4b Sechstes Buch Sozialgesetzbuch (
SGB VI) und einen Antrag auf Erstattung zu Unrecht gezahlter Pflichtbeiträge an die berufsständische Versorgungseinrichtung für
Syndikusrechtsanwälte sowie einen Antrag auf Befreiung von der Versicherungspflicht in der gesetzlichen Rentenversicherung
gemäß §
6 Abs.
1 Satz 1 Nummer
1 SGB VI für Rechtsanwälte und Syndikusrechtsanwälte und bezog sich auf seine Tätigkeit bei dem Beigeladenen zu 1).
Mit Zulassungsbescheid vom 7. September 2016 ließ die hanseatische Rechtsanwaltskammer den Kläger aufgrund seiner bei dem
Beigeladenen zu 1) ausgeübten Tätigkeit als Syndikusrechtsanwalt zu. Die Zulassung wurde mit Aushändigung der Urkunde am 9.
November 2016 wirksam.
Mit Bescheid vom 19. Dezember 2016 befreite die Beklagte den Kläger von der Rentenversicherungspflicht nach §
6 Abs.
1 Satz 1 Nummer
1 SGB VI ab 1. Dezember 2016.
Mit weiterem Bescheid vom 8. März 2017 lehnte die Beklagte den Antrag des Klägers auf rückwirkende Befreiung von der Rentenversicherungspflicht
für seine in der Zeit vom 1. November 2014 bis zum 30. November 2016 ausgeübte Tätigkeit bei dem Beigeladenen zu 1) ab, da
er erst seit dem 1. Dezember 2016 der Beitragspflicht des Versorgungswerks (des Beigeladenen zu 2)) unterliege.
Dagegen erhob der Kläger mit Schreiben vom 5. April 2017 Widerspruch.

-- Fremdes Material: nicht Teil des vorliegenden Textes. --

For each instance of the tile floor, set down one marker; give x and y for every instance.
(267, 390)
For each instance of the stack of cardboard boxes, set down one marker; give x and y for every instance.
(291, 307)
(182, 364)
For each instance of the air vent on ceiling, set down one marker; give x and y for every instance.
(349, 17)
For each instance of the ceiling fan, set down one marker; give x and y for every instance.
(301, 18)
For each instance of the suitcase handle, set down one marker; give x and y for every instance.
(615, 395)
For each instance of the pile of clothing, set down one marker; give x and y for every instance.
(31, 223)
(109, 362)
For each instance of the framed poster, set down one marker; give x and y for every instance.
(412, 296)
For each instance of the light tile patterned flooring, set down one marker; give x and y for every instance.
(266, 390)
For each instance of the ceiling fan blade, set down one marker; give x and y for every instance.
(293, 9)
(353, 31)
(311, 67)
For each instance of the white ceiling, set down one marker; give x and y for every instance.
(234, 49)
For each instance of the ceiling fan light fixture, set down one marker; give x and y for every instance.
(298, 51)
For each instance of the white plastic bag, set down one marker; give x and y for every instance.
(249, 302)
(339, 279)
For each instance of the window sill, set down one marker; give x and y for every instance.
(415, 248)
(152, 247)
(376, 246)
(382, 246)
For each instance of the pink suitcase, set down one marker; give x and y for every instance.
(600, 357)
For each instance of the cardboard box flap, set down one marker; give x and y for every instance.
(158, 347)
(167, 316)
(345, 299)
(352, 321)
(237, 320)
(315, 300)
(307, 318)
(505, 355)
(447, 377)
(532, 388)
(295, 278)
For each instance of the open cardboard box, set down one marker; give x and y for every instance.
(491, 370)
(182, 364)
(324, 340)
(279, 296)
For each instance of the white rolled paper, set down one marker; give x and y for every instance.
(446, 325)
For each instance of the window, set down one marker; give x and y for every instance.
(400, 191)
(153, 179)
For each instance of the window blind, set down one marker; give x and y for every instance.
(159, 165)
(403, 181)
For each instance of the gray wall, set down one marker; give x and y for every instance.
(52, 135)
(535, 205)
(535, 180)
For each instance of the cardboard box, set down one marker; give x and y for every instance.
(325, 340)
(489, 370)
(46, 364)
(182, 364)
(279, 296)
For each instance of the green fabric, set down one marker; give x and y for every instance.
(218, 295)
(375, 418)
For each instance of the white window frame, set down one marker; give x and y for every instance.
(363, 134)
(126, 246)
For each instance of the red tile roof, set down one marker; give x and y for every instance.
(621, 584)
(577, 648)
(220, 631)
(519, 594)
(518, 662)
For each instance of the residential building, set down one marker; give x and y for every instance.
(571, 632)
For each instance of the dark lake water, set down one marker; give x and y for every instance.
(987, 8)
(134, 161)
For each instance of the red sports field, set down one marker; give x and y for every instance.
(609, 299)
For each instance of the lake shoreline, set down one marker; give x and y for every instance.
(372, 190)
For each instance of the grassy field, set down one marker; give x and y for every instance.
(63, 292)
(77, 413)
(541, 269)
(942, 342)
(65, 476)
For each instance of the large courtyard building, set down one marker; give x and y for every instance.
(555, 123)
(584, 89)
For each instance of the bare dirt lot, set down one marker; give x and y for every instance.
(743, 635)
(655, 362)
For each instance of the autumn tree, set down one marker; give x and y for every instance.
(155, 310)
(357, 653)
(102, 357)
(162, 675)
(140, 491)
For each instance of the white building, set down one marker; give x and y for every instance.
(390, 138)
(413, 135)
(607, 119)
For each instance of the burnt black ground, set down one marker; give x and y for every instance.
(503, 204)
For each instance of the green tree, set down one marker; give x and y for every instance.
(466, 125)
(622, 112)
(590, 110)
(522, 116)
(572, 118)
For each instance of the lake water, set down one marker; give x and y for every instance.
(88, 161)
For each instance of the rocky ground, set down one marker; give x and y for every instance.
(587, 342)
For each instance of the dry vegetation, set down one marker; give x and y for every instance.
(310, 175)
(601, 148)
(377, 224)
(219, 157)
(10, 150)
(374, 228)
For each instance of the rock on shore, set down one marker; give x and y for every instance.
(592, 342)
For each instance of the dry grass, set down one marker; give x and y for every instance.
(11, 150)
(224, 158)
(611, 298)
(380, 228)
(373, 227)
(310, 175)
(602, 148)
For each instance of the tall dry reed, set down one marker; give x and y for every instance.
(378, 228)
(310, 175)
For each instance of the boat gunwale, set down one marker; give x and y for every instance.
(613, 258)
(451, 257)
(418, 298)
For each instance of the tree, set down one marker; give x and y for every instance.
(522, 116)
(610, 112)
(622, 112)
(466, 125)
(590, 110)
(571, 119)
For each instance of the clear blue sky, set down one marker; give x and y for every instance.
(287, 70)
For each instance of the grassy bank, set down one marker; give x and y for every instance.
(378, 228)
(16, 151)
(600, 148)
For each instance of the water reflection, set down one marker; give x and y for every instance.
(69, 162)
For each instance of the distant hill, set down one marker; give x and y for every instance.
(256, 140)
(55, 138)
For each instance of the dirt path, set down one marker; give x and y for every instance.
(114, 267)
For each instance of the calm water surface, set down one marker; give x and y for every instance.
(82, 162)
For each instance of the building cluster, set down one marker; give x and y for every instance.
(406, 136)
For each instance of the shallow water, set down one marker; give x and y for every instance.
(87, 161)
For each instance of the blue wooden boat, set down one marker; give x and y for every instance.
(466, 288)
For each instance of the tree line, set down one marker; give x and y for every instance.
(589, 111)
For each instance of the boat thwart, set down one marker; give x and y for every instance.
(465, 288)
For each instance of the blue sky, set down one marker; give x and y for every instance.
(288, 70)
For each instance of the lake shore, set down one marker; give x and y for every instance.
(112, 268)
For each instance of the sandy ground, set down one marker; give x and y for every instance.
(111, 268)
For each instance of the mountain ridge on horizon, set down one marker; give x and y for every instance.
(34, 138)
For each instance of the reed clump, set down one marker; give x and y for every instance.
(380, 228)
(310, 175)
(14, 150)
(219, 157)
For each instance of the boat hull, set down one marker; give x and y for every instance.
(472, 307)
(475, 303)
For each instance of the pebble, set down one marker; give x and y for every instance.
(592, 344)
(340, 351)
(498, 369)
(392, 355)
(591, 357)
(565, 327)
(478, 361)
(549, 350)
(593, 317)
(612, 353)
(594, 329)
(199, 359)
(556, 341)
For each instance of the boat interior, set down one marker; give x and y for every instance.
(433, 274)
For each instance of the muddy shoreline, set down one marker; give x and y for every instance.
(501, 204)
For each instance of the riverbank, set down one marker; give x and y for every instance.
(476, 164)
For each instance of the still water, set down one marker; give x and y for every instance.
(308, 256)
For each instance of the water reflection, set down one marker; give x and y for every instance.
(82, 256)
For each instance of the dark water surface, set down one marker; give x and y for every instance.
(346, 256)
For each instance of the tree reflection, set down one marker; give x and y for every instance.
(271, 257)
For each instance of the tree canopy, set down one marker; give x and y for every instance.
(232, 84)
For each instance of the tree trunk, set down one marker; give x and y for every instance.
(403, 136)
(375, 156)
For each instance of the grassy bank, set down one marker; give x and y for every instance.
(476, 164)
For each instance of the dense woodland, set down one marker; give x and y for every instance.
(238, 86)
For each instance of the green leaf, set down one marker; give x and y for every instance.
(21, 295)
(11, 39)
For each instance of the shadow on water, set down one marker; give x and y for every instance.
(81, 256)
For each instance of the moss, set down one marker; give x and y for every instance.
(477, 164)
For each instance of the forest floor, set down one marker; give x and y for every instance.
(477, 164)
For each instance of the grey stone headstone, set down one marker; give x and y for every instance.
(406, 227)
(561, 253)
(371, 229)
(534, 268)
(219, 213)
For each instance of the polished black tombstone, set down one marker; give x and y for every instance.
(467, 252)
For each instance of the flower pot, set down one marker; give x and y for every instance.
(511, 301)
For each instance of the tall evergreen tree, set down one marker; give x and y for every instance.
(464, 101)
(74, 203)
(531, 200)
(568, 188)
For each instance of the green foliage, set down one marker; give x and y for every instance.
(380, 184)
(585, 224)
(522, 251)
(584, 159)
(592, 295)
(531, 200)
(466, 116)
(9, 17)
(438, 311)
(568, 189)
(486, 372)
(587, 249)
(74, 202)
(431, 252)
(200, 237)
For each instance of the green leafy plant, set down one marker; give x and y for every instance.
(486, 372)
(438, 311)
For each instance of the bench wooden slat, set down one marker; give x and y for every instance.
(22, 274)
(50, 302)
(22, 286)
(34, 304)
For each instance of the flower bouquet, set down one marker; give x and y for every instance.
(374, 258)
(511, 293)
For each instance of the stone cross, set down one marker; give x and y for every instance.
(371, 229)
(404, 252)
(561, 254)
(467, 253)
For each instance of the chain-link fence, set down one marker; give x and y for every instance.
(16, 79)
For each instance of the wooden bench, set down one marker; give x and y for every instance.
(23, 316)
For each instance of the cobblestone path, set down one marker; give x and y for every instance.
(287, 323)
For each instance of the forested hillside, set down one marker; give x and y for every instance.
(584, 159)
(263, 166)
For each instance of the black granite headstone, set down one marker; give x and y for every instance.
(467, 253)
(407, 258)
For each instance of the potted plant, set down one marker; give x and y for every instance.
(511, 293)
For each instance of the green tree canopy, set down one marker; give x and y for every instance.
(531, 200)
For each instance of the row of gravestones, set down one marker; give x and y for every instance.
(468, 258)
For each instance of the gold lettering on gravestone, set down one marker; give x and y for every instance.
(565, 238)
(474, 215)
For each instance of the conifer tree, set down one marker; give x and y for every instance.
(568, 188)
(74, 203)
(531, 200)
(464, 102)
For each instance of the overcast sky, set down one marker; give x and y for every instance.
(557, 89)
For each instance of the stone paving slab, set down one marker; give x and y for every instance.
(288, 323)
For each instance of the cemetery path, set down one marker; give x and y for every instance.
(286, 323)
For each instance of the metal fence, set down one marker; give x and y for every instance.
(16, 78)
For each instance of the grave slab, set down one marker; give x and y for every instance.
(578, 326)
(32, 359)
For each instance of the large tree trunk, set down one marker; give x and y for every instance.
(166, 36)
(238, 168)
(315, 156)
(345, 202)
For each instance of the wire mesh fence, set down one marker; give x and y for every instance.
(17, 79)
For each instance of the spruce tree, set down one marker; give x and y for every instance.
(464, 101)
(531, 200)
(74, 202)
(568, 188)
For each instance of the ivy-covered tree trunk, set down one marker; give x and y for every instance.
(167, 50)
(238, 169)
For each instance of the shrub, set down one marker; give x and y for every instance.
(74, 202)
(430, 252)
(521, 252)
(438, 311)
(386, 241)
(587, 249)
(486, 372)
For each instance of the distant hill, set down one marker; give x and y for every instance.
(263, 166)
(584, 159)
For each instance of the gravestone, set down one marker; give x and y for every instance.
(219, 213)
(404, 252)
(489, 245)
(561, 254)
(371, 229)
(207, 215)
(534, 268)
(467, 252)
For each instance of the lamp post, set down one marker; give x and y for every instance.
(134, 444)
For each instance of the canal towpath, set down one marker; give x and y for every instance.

Die Beklagte gehe fälschlicherweise davon aus, dass
es sich um eine rückwirkende Befreiung für eine vormals ausgeübte Tätigkeit als Syndikusanwalt bei dem Beigeladenen zu 1)
in der Zeit vom 1. November 2014 bis zum 30. November 2016 handele. Richtigerweise sei er jedoch seit November 2014 bis zum
heutigen Tage dort als Verbandsjurist tätig. Die Befreiung von der Rentenversicherungspflicht wirke vom Beginn der Beschäftigung
an, für die die Befreiung von der Versicherungspflicht erteilt werde. Die Befreiung müsse daher seit dem 1. November 2014
wirken. Auf eine Beitragspflicht im Versorgungswerk komme es nicht an.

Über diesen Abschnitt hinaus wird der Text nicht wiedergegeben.